Куда говорил он, туда и поворачивала. Но говорил: то — туда, повозка, то — обратно, повозки с зерном, то — вперед, стога сена, то — назад, соломы, то — вправо, солома с колючей проволокой. Зачем столько ржавчины в городе? То — влево ! Навоз, и я выбилась из сил, зачем в городе навоз? А еще рогатые автомобили… В фургонах коровы, гудят мне. За решетками их морды, и все они едут так быстро — и им диктует, а я думала: он только мне, но его голос мучительней, чем их все голоса, взятые вместе. Какая я дура! Мука рассеивается по ветру. Он же всем! Мешок упал с машины, но как он может всем успеть? И с телеги. А у меня вперед : в глаза пыль, и в зубах скрежет. И у него мука в воздухе. Потому что я кручу педалями — вперед, как кровь в воде развеивается, а вот этот автобус назад… Арбузы и черепа. И трамвай ! В одном, ах да, он же не может развернуться, фургоне, в этом месте, а где кости? Правила дорожного движения, направо ? Как хорошо, что я еду из города! Прямо ? Только он так безнадежно кричит, налево, а потом направо. Чем дальше, тем он дальше, и я не успеваю. Поворот кругом. За его голосом. Еще раз. Потому что он летит в том самолете. Кружится голова. Улетел — а я не знаю. Очень кружится. Куда дальше? Голубой забор.

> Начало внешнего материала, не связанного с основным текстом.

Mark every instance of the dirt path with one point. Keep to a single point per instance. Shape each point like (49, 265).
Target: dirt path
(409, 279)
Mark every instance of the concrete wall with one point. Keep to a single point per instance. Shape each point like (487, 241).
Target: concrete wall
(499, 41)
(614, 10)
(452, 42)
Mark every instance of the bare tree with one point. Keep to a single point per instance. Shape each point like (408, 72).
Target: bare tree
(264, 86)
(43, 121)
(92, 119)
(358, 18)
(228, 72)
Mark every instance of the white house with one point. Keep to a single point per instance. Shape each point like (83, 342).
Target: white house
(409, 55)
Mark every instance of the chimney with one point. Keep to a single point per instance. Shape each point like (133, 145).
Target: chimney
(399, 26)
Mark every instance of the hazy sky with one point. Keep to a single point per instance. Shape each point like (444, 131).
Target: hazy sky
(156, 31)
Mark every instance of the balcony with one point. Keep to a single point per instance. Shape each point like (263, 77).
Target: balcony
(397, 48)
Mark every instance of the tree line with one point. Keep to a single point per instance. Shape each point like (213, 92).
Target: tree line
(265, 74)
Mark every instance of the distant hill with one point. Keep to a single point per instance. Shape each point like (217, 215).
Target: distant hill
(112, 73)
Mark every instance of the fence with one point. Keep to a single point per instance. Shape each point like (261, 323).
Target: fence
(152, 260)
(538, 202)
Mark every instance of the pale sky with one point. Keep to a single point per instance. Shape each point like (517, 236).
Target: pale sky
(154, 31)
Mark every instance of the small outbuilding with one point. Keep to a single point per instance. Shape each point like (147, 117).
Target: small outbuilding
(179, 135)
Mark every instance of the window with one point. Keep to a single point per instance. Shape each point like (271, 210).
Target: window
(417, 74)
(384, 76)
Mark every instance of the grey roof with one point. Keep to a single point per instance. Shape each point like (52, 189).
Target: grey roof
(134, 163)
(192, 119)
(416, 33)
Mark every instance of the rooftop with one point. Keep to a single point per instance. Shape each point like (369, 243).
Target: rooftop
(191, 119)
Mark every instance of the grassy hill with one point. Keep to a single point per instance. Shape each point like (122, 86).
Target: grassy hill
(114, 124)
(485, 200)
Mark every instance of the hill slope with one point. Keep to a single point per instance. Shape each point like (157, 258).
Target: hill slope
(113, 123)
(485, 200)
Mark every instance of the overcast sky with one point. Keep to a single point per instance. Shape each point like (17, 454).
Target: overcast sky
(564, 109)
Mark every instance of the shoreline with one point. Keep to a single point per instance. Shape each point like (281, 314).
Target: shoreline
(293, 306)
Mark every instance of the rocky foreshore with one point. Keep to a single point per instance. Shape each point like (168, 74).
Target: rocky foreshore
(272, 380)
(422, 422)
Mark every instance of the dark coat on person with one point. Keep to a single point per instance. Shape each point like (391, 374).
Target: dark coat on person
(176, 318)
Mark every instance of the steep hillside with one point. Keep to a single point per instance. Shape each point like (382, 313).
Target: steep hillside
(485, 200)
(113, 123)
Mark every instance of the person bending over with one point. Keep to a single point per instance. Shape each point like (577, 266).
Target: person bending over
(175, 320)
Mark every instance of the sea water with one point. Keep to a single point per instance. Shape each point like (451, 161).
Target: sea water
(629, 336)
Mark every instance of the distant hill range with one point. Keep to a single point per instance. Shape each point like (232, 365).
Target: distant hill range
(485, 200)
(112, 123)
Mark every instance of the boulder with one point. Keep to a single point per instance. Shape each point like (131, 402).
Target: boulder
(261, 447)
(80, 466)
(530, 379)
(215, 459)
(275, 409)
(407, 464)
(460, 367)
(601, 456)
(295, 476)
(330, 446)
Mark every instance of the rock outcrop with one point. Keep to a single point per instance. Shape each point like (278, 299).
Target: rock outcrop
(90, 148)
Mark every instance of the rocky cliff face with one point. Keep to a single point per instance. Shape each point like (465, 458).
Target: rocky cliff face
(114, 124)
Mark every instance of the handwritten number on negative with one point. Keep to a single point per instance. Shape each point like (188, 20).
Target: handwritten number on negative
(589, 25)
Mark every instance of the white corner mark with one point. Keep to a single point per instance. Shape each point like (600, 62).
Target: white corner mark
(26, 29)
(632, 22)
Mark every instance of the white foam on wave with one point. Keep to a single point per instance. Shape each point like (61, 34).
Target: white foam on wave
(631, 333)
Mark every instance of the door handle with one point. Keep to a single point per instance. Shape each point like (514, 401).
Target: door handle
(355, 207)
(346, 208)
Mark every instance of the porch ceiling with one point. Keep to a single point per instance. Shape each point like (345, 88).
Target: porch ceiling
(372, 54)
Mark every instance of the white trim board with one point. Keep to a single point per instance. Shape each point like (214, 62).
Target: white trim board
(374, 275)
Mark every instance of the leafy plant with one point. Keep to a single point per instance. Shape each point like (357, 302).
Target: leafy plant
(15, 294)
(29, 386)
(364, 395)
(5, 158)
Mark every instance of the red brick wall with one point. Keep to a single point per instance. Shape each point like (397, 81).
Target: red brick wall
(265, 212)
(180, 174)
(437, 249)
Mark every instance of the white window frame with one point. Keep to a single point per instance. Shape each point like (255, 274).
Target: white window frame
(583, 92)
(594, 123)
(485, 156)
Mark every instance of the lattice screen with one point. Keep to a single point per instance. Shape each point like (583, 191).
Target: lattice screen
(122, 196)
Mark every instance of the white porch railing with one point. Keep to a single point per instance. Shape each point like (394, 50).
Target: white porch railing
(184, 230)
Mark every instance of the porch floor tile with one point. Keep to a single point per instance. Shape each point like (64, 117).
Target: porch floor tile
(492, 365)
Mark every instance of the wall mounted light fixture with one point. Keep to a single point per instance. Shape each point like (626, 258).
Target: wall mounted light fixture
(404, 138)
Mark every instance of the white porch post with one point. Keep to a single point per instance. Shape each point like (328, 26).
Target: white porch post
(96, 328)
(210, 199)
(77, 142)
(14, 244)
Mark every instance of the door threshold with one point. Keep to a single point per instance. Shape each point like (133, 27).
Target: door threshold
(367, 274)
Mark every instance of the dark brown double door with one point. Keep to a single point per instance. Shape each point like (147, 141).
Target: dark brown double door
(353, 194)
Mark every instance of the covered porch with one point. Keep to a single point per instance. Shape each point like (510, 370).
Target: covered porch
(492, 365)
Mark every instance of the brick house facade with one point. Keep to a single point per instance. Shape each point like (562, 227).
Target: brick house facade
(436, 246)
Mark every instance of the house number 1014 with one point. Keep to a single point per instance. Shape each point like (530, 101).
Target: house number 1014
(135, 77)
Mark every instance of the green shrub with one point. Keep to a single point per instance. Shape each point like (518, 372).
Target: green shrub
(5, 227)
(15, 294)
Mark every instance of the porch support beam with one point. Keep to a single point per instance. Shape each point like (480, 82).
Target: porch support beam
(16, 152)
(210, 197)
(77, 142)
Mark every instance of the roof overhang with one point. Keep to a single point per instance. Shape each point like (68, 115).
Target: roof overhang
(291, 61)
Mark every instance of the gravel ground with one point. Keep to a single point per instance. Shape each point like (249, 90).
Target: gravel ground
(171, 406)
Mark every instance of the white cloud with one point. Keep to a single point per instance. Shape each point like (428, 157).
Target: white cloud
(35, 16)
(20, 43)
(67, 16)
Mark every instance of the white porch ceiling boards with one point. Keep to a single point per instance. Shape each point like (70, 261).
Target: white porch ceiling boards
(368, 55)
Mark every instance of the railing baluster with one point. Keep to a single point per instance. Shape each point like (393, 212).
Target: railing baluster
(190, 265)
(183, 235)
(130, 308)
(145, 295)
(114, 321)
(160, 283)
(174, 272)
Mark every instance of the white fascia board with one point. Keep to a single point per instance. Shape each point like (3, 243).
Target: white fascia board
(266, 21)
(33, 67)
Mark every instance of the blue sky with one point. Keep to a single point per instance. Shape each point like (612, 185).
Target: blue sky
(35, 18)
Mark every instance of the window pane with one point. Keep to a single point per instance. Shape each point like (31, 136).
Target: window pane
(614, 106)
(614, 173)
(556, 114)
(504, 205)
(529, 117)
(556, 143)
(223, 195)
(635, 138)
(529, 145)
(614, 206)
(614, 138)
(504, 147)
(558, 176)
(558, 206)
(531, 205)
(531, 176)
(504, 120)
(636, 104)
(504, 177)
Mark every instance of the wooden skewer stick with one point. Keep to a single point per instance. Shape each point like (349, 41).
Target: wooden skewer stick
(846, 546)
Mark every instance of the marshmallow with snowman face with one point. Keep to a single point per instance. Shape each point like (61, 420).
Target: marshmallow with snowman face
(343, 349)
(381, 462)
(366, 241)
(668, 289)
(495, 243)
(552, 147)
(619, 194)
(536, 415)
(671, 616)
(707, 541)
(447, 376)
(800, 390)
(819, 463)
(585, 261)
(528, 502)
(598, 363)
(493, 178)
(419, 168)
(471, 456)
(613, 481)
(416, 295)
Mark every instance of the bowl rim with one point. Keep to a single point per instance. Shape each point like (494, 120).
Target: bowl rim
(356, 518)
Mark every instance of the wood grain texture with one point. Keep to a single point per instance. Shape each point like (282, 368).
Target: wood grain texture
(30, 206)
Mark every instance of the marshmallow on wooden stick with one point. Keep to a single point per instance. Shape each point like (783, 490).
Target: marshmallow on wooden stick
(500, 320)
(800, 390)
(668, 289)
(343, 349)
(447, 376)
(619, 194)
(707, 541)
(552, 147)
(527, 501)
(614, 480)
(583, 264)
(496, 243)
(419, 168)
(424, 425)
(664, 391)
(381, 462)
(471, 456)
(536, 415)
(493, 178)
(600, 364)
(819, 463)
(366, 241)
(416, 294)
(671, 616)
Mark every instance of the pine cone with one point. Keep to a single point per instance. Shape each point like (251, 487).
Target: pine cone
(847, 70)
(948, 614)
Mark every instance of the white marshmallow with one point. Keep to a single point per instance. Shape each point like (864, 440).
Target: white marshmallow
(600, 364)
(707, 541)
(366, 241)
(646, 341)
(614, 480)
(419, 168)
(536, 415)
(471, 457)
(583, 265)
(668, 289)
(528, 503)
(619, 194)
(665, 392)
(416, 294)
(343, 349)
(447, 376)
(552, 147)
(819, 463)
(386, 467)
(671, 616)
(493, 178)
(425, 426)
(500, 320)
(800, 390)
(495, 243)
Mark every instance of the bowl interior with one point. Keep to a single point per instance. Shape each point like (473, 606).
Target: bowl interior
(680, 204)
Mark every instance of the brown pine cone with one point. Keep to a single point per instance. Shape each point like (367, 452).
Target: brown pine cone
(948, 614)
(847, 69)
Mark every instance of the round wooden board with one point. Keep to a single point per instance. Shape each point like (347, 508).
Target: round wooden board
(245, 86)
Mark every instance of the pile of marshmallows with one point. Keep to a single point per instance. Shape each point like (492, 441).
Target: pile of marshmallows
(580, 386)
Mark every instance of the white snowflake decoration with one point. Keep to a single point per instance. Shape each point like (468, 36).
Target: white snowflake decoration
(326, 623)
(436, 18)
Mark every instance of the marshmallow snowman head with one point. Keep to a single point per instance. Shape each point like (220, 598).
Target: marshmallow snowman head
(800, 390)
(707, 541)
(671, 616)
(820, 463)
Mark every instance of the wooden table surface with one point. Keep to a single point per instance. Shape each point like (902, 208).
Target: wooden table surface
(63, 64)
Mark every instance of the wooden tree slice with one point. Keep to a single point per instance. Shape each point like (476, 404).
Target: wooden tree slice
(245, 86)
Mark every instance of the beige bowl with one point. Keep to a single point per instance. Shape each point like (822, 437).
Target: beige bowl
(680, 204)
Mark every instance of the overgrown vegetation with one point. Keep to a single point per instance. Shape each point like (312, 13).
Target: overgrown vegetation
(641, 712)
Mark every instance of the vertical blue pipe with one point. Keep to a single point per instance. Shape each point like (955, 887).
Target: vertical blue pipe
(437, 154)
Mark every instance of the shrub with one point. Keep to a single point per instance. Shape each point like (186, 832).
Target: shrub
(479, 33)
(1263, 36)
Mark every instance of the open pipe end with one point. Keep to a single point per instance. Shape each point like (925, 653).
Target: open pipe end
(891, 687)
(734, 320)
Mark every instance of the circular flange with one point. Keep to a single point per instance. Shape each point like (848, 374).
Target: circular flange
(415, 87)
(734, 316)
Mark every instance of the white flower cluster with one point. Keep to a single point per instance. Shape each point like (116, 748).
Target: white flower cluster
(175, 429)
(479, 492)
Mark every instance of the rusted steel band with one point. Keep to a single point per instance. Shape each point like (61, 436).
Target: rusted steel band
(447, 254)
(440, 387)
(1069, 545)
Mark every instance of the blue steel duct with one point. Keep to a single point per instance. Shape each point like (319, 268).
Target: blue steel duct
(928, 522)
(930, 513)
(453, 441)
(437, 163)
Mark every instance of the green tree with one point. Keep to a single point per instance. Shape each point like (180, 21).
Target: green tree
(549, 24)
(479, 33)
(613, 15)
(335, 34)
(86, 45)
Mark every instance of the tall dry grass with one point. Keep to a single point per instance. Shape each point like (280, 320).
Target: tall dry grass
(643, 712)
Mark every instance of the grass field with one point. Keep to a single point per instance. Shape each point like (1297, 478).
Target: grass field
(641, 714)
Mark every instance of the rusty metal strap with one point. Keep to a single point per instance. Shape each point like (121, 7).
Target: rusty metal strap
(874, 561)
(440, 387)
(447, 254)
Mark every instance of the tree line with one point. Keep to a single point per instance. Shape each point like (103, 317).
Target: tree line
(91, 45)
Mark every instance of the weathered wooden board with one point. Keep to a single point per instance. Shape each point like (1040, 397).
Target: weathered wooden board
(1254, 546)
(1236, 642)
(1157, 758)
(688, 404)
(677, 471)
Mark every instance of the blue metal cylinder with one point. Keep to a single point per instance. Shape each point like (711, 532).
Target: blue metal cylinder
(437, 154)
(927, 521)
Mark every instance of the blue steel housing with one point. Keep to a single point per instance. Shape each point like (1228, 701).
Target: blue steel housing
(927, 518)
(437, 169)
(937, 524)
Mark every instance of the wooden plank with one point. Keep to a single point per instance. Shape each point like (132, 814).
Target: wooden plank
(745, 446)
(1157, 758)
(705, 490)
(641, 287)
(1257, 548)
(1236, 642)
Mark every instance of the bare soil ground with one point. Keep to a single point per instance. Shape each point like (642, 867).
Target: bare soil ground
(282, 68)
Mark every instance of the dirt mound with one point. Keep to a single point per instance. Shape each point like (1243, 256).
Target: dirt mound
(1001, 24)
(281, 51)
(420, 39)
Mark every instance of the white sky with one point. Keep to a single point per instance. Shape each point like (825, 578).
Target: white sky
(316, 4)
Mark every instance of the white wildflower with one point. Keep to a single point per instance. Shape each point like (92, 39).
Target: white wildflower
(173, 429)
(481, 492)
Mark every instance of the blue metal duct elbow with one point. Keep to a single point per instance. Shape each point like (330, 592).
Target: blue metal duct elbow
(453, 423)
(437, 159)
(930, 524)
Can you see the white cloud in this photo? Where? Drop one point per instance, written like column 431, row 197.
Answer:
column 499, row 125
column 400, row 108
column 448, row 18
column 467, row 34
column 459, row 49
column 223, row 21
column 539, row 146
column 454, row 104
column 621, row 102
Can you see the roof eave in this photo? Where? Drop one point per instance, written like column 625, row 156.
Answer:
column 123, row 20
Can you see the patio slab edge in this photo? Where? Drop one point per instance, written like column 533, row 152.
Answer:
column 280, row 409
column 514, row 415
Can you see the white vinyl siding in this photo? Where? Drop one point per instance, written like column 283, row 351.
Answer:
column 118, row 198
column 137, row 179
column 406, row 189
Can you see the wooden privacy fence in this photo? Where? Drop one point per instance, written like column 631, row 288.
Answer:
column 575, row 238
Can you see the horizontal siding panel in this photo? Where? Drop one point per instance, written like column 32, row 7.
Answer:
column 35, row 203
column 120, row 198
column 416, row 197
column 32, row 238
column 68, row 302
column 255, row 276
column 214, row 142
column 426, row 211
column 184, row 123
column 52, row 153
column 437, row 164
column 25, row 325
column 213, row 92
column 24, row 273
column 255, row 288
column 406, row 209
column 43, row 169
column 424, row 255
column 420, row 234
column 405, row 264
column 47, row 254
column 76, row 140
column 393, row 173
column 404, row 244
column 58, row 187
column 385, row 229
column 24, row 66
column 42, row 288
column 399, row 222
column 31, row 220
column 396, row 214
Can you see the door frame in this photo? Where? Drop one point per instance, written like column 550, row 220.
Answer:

Прямо. Голубой. Прямо. Голубой. Прямо.

— А как велосипед? — спрашиваю.

Забор. Бросила велосипед, только взяла сумочку с молитвенником и перелезла через ГОЛУБОЙ забор на кладбище. Зачем-то. Я умираю. Зачем голубой? Страшно и прекрасно. Я сейчас. Ветка по лицу. Умираю.

— Где?

— Здесь, где? Здесссь.

— Где?

Бегу. Ветки по лицу. Бегу. Остановилась, сняла туфельки и носки и побежала босиком, а потом пожалела, что босиком . Туфельки в руках, а молитвенник под мышкой. Все ближе и ближе, но только подбегу — дальше… И опять ближе. А сердце мое под ногами. Бегу, а оно подо мной бьется, трепещет. То холодное, ледяное, то раскаленное, как сковорода, и железная, железное. Хватаюсь за сердце и за кресты, за камни. Они на солнце нагрелись и пахнут бензином. Почему бензином и почему под ногами СЕРДЦЕ? И почему оно такое большое?

— Здесь.

Бросила туфельки.

— Скорее.

— Сейчас.

— Скорее.

— Только сниму кофточку.

— Она белая?

— Нет, черная.

— Почему?

— Не задавай глупых вопросов.

— Скорее. Если не успеешь

Я слышу, что рядом с его сердцем мое. Вернее, рядом с моим его. И я копаю свое сердце, чтобы из-под него — его голос из-под всего: я умер. Копаю, руки по локоть, а его уже нет, потому что умер, и умер в моем сердце. ТУТ ПРОЛЕТЕЛ НАДО МНОЙ АНГЕЛ С ЖЕЛТОЙ ПОДУШКОЙ. Почему желтой ? Очень страшно, что желтой, и еще страшнее, что с подушкой. По кладбищу. Так страшно, что бросилась убегать, выбежала за ворота и увидела дорогу, и уже не было так страшно, и вспомнила, что оставила у чьей-то, интересно — чьей, могилы молитвенник и кофточку, но туфелька одна была на ноге, а где другая? Еще вспомнила про велосипед, но возвращаться на кладбище за молитвенником было страшно, и — за кофточкой, искать туфельку. Пошла вдоль голубого забора. Голубокого . ГЛУБОКОГО забора. Долго падала, брела полдня или полтора дня, тут поджидает меня милиционер и — поцеловал в щечку, а потом ничего не помню. Опять вернулась к воротам — только с другой стороны, — но велосипеда не нашла.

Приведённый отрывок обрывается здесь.